説明

PLL回路、復調回路、ICカード及びICカード処理装置

本発明は、所望の伝送系を介して伝送された入力信号より、入力信号を介して伝送されるデータ列を再生する復調回路であり、発振器(252)及び可変型分周器(253)により生成される第1の発振出力信号及び第1の発振出力信号に対して90度[π/2]位相の異なる第2の発振出力信号をイクスクルーシブオア(EX−OR)回路(254Q)(254I)により位相比較し、その位相比較結果の正負に基づいて制御方向判定回路(257)により制御方向を判定し、その制御方向判定結果を積算回路(258)により入力信号の1周期分積算して、その積算結果に対し、補正回路(259)により、位相比較結果に基づいて位相差が[±π/2]の場合に所定の制御量とする補正処理を行い、1周期に1回に出力される補正処理済みの制御信号により可変型分周器(253)の動作を制御する。

【発明の詳細な説明】
【技術分野】
【0001】
本発明は、PLL回路、復調回路、ICカード及びICカード処理装置に関し、特に、非接触により種々のデータを入出力するICカードと、このICカードとデータ通信するICカード処理装置に適用される。

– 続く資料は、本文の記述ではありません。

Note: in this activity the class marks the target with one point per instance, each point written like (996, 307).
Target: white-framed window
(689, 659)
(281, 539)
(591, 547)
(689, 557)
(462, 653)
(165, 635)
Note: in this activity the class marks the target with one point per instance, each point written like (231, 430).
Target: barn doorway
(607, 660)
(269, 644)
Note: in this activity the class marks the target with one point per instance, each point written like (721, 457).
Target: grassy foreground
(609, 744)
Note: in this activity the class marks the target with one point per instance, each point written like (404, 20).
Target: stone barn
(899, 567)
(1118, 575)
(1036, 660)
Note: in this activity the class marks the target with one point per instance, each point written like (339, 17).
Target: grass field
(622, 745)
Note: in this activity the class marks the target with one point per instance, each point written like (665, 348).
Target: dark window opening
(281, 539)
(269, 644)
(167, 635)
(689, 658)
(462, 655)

本出願は、日本国において2004年2月12日に出願された日本特許出願番号2004−035659を基礎として優先権を主張するものであり、この出願は参照することにより、本出願に援用される。
【背景技術】
【0002】
従来、ICカードを用いたICカードシステムが用いられている。この種のICカードシステムは、交通機関の改札システム、部屋の入退出管理システム等に適用されている。このようなICカードシステムは、ユーザが携帯するICカードと、これらICカードとの間で種々のデータを送受信するリーダライタとを含むICカード処理装置を備える。このICカードシステムにおいて、ICカードとリーダライタとの間では、非接触により種々のデータが送受信される。
この種のICカードシステムに用いられるリーダライタは、所定周波数の搬送波を所望のデータ列により変調して送信信号を生成し、この送信信号をICカードに送出する。また、ICカードは、アンテナを介してこの送信信号を受信し、この送信信号よりリーダライタから送出されたデータを復調する。さらに、ICカードは、この受信したデータに応じて、内部に保持する個人情報等のデータを所定の搬送波により変調してリーダライタに送出する。

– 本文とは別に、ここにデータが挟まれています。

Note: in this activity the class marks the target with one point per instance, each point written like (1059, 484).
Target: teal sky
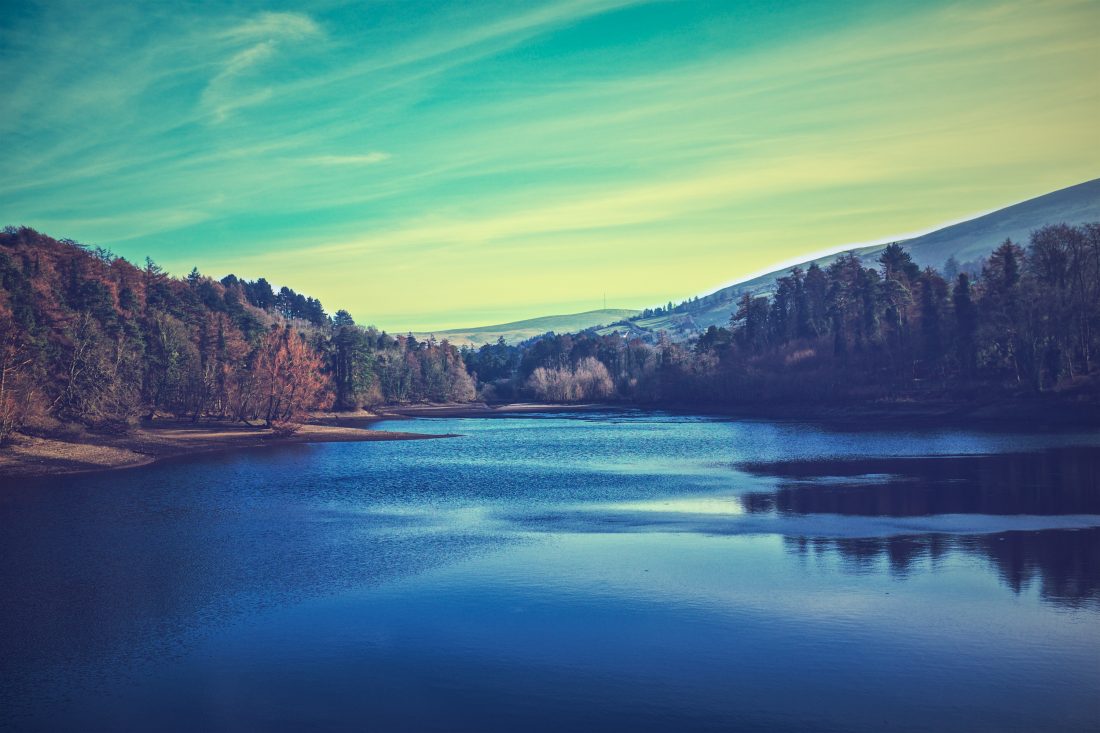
(433, 164)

リーダライタは、このICカードより送出されたデータを受信し、この受信したデータより、改札機の扉を開閉し、又は部屋の入退出を許可するように構成されている。
このようなICカードシステムは、図1に示すような復調器1を用いて、リーダライタより送出されたデータを受信し、またICカードより送信されたデータを受信する。この復調器1は、アンテナ入力より復調されたPSK変調信号S1をリミッタ回路構成の2値化回路2に入力する。2値化回路2に入力されたPSK変調信号S1は、2値化される。位相比較回路3は、この2値化回路2より出力される2値化信号SAと制御型発振回路4より出力されるクロックCKとを位相比較するイクスクルーシブオア回路等により構成され、2値化信号SAの位相によらず位相比較結果をローパスフィルタ(LPF)5に出力する。ローパスフィルタ5は、位相比較結果を帯域制限し、制御型発振回路4の制御信号を生成する。制御型発振回路4は、この制御信号に応じて発振周波数を可変する。

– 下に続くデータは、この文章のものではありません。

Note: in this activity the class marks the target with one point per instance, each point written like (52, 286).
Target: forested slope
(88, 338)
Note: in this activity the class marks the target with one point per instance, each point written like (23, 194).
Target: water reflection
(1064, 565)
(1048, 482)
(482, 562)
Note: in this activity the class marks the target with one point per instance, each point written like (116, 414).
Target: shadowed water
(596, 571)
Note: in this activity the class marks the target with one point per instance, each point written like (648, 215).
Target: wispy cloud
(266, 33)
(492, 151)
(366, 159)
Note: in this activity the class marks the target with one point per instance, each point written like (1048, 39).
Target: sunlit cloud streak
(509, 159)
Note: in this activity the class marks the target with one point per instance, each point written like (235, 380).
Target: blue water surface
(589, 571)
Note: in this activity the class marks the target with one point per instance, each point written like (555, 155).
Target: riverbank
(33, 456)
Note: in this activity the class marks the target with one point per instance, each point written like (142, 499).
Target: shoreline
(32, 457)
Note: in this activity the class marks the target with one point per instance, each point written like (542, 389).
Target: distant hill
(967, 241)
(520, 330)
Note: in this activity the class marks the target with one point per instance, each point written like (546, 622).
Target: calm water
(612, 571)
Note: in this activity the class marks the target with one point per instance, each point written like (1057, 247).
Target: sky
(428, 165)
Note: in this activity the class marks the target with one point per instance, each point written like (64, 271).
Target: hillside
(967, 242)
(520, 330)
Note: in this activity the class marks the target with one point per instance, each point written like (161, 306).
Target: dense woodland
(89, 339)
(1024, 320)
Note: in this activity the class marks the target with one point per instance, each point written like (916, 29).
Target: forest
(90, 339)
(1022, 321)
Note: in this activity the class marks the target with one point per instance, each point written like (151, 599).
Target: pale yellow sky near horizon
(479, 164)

これにより、復調器1は、PLL回路を構成して2値化信号SAに位相同期したクロックCKを生成し、PSK変調信号よりクロックCKを再生する。ラッチ回路6は、このクロックCKにより2値化信号を順次ラッチし、これによりPSK変調信号S1を復調してなるデータ列D1を出力する。
ところで、ICカードシステムにおいては、ICカードとリーダライタとの距離によりアンテナ入力が大きく変化する。これに伴ってPSK変調信号S1の波形が著しく劣化し、またS/N比も大きく劣化する。
その結果、従来の復調器は、PSK変調信号S1を2値化して得られる2値化信号においてデューティ比が変化し、これにより2値化信号SAよりPSK変調信号S1のクロックを正しく再生することが困難になる。このようにクロックを正しく再生することが困難になると、その分正しくデータ再生することも困難になる。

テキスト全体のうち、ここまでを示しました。